J’ai lu également dans certains articles qu’au Québec, 18 % des personnes âgées vivent en RPA alors que cette proportion varie entre 5 et 10 % dans les autres provinces. Je dis, bravo ! Qui plus est, c’est plus de 33 % chez les 75 ans et plus au Québec ! Ce qu’on oublie de mentionner est que selon la Société canadienne d’hypothèques et de logement, le loyer moyen en RPA au Québec est le plus bas au Canada et s’établissait en 2020 à 1844 $ par mois alors que chez nos voisins ontariens, il est de 3865 $ par mois. Quelle chance pour les aînés du Québec !

Beaucoup parmi ceux qui s’expriment sur l’hébergement des aînés disent que la voie à prendre pour les soins au nombre grandissant d’aînés est le maintien à domicile. Nous souscrivons entièrement à cette orientation qui a fait ses preuves dans les pays scandinaves. Je le répète, les RPA sont des domiciles.

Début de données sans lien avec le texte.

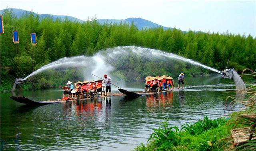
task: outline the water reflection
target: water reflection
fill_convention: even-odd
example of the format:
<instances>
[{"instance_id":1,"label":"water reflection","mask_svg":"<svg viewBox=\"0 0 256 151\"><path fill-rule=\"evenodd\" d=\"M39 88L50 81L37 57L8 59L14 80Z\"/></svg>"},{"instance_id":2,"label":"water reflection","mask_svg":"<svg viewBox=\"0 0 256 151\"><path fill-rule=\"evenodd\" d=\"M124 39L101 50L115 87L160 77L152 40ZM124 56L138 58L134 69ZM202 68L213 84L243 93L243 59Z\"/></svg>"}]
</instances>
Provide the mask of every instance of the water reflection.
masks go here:
<instances>
[{"instance_id":1,"label":"water reflection","mask_svg":"<svg viewBox=\"0 0 256 151\"><path fill-rule=\"evenodd\" d=\"M173 92L172 92L146 96L147 107L150 110L151 108L166 107L172 105Z\"/></svg>"},{"instance_id":2,"label":"water reflection","mask_svg":"<svg viewBox=\"0 0 256 151\"><path fill-rule=\"evenodd\" d=\"M185 92L184 91L179 91L179 100L180 104L184 105L185 104Z\"/></svg>"},{"instance_id":3,"label":"water reflection","mask_svg":"<svg viewBox=\"0 0 256 151\"><path fill-rule=\"evenodd\" d=\"M82 119L85 116L102 115L105 113L106 116L111 111L111 98L110 97L94 98L87 100L78 100L67 101L63 104L63 112L66 115L71 116L75 112L76 116Z\"/></svg>"}]
</instances>

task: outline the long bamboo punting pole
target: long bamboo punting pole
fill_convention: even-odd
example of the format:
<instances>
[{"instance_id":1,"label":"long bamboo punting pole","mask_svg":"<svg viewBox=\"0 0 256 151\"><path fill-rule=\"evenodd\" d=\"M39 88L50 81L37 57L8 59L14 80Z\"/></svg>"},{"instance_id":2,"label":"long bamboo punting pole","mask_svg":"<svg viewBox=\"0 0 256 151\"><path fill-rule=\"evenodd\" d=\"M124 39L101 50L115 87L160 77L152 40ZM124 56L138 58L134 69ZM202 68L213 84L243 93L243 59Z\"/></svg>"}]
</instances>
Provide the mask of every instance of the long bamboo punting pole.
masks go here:
<instances>
[{"instance_id":1,"label":"long bamboo punting pole","mask_svg":"<svg viewBox=\"0 0 256 151\"><path fill-rule=\"evenodd\" d=\"M111 83L110 82L108 82L108 81L107 81L107 80L105 80L105 79L103 79L103 78L101 78L101 77L100 77L98 76L97 76L95 75L94 75L94 74L92 74L92 75L94 75L94 76L96 76L96 77L98 77L98 78L100 78L100 79L102 79L102 80L104 80L104 81L106 81L106 82L108 82L108 83L110 83L110 84L111 84L113 85L113 86L116 86L117 87L118 87L118 88L120 88L120 89L122 89L122 88L120 88L120 87L119 87L118 86L116 86L116 85L115 85L115 84L112 84L112 83Z\"/></svg>"}]
</instances>

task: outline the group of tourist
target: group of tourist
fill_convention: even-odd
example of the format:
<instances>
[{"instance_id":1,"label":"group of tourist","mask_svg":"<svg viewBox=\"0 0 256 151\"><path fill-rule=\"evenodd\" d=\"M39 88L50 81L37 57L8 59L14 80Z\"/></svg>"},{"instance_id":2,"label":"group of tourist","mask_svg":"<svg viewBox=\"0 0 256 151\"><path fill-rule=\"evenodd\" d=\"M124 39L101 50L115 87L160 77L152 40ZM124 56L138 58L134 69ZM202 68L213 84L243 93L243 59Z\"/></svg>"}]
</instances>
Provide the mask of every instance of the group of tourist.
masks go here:
<instances>
[{"instance_id":1,"label":"group of tourist","mask_svg":"<svg viewBox=\"0 0 256 151\"><path fill-rule=\"evenodd\" d=\"M90 96L92 96L93 94L95 92L98 93L102 91L102 84L106 84L106 93L108 95L108 92L109 92L110 95L111 94L111 78L107 76L106 75L104 75L104 80L99 80L96 81L84 80L83 82L79 81L75 83L76 87L72 84L72 82L70 81L68 81L66 84L67 86L62 88L64 89L63 92L63 98L67 99L71 98L77 99L76 95L82 94L84 95L89 95L90 94ZM65 98L66 94L68 94L68 97Z\"/></svg>"},{"instance_id":2,"label":"group of tourist","mask_svg":"<svg viewBox=\"0 0 256 151\"><path fill-rule=\"evenodd\" d=\"M162 76L147 76L145 79L145 91L147 91L149 88L152 90L156 91L158 87L161 90L166 90L168 86L172 86L172 79L173 78L164 75Z\"/></svg>"},{"instance_id":3,"label":"group of tourist","mask_svg":"<svg viewBox=\"0 0 256 151\"><path fill-rule=\"evenodd\" d=\"M146 82L145 83L145 91L147 91L149 88L151 90L156 91L158 88L161 90L165 90L168 87L173 85L173 81L172 80L173 79L173 78L164 75L162 76L147 76L145 79ZM184 79L184 73L181 72L178 78L178 88L180 88L180 84L181 82L182 84L182 87L183 87Z\"/></svg>"}]
</instances>

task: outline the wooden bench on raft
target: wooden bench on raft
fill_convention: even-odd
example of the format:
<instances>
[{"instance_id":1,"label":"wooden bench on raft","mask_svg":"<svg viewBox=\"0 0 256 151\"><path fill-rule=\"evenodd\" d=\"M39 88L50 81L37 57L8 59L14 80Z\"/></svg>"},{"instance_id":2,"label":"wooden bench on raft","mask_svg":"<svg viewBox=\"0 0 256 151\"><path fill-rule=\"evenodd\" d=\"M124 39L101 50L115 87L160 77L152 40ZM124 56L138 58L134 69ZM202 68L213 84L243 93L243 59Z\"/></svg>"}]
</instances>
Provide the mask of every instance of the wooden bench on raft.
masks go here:
<instances>
[{"instance_id":1,"label":"wooden bench on raft","mask_svg":"<svg viewBox=\"0 0 256 151\"><path fill-rule=\"evenodd\" d=\"M102 96L102 94L104 94L104 96L106 96L106 94L105 93L105 86L102 86L102 89L101 90L101 91L100 92L99 92L99 93L100 93L100 95L101 96ZM95 91L95 92L94 92L93 93L93 95L92 96L91 96L91 94L90 93L90 96L91 98L92 98L92 97L96 97L96 96L98 96L98 92L97 92L97 89L96 89L96 90Z\"/></svg>"}]
</instances>

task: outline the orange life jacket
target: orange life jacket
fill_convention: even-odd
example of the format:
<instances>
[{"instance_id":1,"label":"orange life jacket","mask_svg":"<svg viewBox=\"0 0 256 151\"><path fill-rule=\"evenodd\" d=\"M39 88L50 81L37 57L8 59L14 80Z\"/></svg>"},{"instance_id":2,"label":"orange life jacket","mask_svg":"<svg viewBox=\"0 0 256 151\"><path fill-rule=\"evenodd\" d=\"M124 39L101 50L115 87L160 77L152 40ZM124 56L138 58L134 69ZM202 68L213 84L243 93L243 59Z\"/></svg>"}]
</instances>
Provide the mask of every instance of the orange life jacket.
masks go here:
<instances>
[{"instance_id":1,"label":"orange life jacket","mask_svg":"<svg viewBox=\"0 0 256 151\"><path fill-rule=\"evenodd\" d=\"M87 84L85 85L83 85L83 86L82 86L83 90L84 90L85 91L88 91L88 84Z\"/></svg>"},{"instance_id":2,"label":"orange life jacket","mask_svg":"<svg viewBox=\"0 0 256 151\"><path fill-rule=\"evenodd\" d=\"M165 83L166 82L166 80L165 78L163 78L163 79L162 80L162 82L163 83Z\"/></svg>"},{"instance_id":3,"label":"orange life jacket","mask_svg":"<svg viewBox=\"0 0 256 151\"><path fill-rule=\"evenodd\" d=\"M170 80L170 79L167 82L168 82L168 83L167 83L168 84L170 83L170 84L171 84L171 85L172 85L172 80Z\"/></svg>"},{"instance_id":4,"label":"orange life jacket","mask_svg":"<svg viewBox=\"0 0 256 151\"><path fill-rule=\"evenodd\" d=\"M152 81L150 82L150 84L149 84L149 86L150 86L150 87L152 87L152 86L153 86L153 81L154 81L154 80L152 80Z\"/></svg>"},{"instance_id":5,"label":"orange life jacket","mask_svg":"<svg viewBox=\"0 0 256 151\"><path fill-rule=\"evenodd\" d=\"M95 85L95 83L92 83L91 84L91 85L90 85L90 86L89 86L89 88L90 90L93 90L93 86L94 86Z\"/></svg>"},{"instance_id":6,"label":"orange life jacket","mask_svg":"<svg viewBox=\"0 0 256 151\"><path fill-rule=\"evenodd\" d=\"M97 88L100 88L102 87L102 83L101 82L98 82L95 87Z\"/></svg>"},{"instance_id":7,"label":"orange life jacket","mask_svg":"<svg viewBox=\"0 0 256 151\"><path fill-rule=\"evenodd\" d=\"M78 87L76 88L76 91L80 92L80 93L82 93L83 90L83 89L82 88L82 86L79 85Z\"/></svg>"}]
</instances>

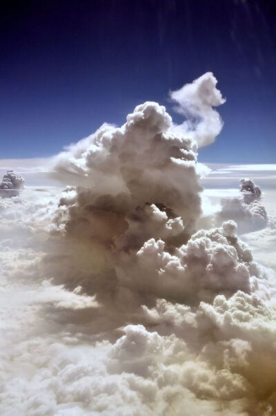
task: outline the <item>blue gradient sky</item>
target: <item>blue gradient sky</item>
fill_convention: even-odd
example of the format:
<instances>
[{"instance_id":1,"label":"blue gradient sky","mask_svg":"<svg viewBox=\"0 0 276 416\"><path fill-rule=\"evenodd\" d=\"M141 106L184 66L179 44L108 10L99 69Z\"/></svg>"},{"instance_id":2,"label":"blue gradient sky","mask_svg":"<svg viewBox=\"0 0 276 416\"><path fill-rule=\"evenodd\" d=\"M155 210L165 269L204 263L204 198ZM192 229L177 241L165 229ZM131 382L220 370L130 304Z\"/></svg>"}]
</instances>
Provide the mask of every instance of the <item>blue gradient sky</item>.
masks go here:
<instances>
[{"instance_id":1,"label":"blue gradient sky","mask_svg":"<svg viewBox=\"0 0 276 416\"><path fill-rule=\"evenodd\" d=\"M1 158L45 157L208 70L227 102L199 160L275 162L276 2L2 2Z\"/></svg>"}]
</instances>

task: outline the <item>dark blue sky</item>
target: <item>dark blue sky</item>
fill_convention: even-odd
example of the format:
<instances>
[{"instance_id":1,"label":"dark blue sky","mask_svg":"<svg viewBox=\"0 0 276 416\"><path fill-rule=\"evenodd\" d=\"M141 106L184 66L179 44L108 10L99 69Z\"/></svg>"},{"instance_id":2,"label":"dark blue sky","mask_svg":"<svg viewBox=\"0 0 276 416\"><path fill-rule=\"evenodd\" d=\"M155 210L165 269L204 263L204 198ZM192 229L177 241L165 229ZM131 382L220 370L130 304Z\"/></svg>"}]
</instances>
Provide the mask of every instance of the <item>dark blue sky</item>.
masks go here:
<instances>
[{"instance_id":1,"label":"dark blue sky","mask_svg":"<svg viewBox=\"0 0 276 416\"><path fill-rule=\"evenodd\" d=\"M1 158L48 156L208 70L227 102L206 162L273 163L274 0L2 1Z\"/></svg>"}]
</instances>

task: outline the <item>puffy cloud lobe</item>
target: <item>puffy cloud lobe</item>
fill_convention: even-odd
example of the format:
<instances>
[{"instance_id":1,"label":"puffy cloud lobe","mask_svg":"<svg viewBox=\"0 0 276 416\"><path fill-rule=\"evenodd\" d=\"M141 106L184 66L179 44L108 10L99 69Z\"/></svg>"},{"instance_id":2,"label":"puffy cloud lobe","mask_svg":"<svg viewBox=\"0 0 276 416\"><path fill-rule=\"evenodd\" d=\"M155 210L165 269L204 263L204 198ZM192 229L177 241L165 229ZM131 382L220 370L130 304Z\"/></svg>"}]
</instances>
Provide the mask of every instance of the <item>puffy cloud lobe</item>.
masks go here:
<instances>
[{"instance_id":1,"label":"puffy cloud lobe","mask_svg":"<svg viewBox=\"0 0 276 416\"><path fill-rule=\"evenodd\" d=\"M1 414L273 416L275 280L235 218L198 229L196 158L147 102L56 158L60 196L2 201Z\"/></svg>"},{"instance_id":2,"label":"puffy cloud lobe","mask_svg":"<svg viewBox=\"0 0 276 416\"><path fill-rule=\"evenodd\" d=\"M233 219L239 234L264 228L268 223L266 210L259 200L262 197L260 187L252 179L241 179L239 187L242 196L221 200L221 210L217 215L219 222Z\"/></svg>"},{"instance_id":3,"label":"puffy cloud lobe","mask_svg":"<svg viewBox=\"0 0 276 416\"><path fill-rule=\"evenodd\" d=\"M199 147L213 143L223 126L219 114L213 108L226 101L216 88L217 84L216 78L209 72L170 93L177 103L176 110L187 117L175 126L175 130L193 138Z\"/></svg>"},{"instance_id":4,"label":"puffy cloud lobe","mask_svg":"<svg viewBox=\"0 0 276 416\"><path fill-rule=\"evenodd\" d=\"M19 195L20 190L24 187L25 180L20 175L13 171L7 171L0 182L0 196L9 198Z\"/></svg>"}]
</instances>

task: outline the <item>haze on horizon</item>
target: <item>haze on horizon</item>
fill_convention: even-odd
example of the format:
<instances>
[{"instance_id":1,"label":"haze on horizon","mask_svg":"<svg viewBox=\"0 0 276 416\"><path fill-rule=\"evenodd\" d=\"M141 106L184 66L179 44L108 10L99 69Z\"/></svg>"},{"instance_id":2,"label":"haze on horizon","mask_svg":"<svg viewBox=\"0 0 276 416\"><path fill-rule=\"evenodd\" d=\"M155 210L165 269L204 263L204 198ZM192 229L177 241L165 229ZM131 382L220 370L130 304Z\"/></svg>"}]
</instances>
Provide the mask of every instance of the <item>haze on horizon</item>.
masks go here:
<instances>
[{"instance_id":1,"label":"haze on horizon","mask_svg":"<svg viewBox=\"0 0 276 416\"><path fill-rule=\"evenodd\" d=\"M273 3L5 8L1 415L275 416Z\"/></svg>"}]
</instances>

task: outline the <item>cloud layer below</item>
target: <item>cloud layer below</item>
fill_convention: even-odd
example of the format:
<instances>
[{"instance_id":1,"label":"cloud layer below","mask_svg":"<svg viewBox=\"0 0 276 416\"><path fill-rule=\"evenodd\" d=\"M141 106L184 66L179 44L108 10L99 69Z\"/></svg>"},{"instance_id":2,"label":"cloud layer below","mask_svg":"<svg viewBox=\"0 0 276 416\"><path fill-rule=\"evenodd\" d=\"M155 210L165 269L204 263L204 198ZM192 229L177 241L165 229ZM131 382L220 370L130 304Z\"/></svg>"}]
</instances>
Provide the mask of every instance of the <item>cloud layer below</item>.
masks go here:
<instances>
[{"instance_id":1,"label":"cloud layer below","mask_svg":"<svg viewBox=\"0 0 276 416\"><path fill-rule=\"evenodd\" d=\"M1 415L275 414L275 274L231 203L221 218L201 197L216 82L179 90L197 119L185 133L144 103L51 161L63 191L0 199ZM257 189L241 182L251 215Z\"/></svg>"}]
</instances>

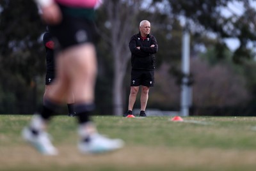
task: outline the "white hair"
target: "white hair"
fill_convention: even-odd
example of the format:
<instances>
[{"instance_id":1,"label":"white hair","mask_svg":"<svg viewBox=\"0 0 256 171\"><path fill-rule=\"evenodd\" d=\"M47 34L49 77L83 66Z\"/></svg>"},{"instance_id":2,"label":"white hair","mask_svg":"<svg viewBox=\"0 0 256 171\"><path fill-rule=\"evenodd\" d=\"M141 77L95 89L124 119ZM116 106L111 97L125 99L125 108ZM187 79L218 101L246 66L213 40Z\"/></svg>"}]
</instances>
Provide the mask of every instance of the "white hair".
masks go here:
<instances>
[{"instance_id":1,"label":"white hair","mask_svg":"<svg viewBox=\"0 0 256 171\"><path fill-rule=\"evenodd\" d=\"M141 26L145 22L149 22L149 24L150 24L150 22L148 20L142 20L140 23L140 27L141 27Z\"/></svg>"}]
</instances>

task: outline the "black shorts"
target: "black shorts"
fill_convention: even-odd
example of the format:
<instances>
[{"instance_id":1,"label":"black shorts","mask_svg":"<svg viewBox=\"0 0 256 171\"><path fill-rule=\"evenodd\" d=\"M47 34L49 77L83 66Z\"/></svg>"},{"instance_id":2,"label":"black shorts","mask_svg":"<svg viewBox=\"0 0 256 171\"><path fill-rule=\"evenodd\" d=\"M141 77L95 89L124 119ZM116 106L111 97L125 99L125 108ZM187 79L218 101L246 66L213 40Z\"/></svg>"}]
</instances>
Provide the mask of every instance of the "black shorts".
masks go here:
<instances>
[{"instance_id":1,"label":"black shorts","mask_svg":"<svg viewBox=\"0 0 256 171\"><path fill-rule=\"evenodd\" d=\"M49 29L62 50L73 45L93 43L96 35L93 21L68 15L63 15L61 22L49 26Z\"/></svg>"},{"instance_id":2,"label":"black shorts","mask_svg":"<svg viewBox=\"0 0 256 171\"><path fill-rule=\"evenodd\" d=\"M132 70L131 86L144 86L154 87L155 83L154 70Z\"/></svg>"},{"instance_id":3,"label":"black shorts","mask_svg":"<svg viewBox=\"0 0 256 171\"><path fill-rule=\"evenodd\" d=\"M47 70L45 75L45 85L50 85L52 83L55 78L54 70Z\"/></svg>"}]
</instances>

Une chose est claire : les RPA au Québec sont essentielles ! Cette affirmation ne vient pas de moi, mais bien du ministère de la Santé et des Services sociaux. JAMAIS l’État ne peut et ne pourra – encore moins au cours des prochaines années – assumer seul les services d’hébergement et d’assistance aux aînés.

J’ai tellement hâte que le Québec soit fier de son réseau de résidences privées pour aînés. Parce que les aînés qui y vivent, eux, en sont fiers.

1. Au Regroupement québécois des résidences pour aînés et dans les RPA, les mots « vieille » et « vieux » sont proscrits. J’ai utilisé le mot vieux ici puisqu’il est utilisé dans les textes auxquels je fais référence.

Une réflexion qui est loin d’être terminée

Monsieur Desjardins,

Je ne doute pas de l’utilité des RPA, ni qu’il s’agit d’un choix qui comble très bien les besoins de beaucoup de gens, sinon elles ne seraient pas aussi populaires. Je pense que si les articles et les chroniques se multiplient à ce sujet c’est que, probablement, nous avons besoin d’une discussion plus large sur le sort des personnes âgées au Québec, qui ont été durement frappées par la pandémie. Pourquoi les RPA sont un choix plus populaire qu’ailleurs ? Qu’en est-il des ressources pour les gens qui souhaitent continuer à vivre dans leurs maisons ou appartements ? Quelle est la qualité des soins dans les CHSLD ? En gros, quelles sont les options qui s’offrent à nous lorsque nous vieillissons ? Les RPA sont une partie de la solution dans une réflexion beaucoup plus large, qui est loin d’être terminée, comme le prouvent la correspondance entamée entre Louise Forestier et Réjean Hébert dans nos pages, la pièce Tout inclus de François Grisé ou le documentaire La dernière maison d’Annie-Soleil Proteau.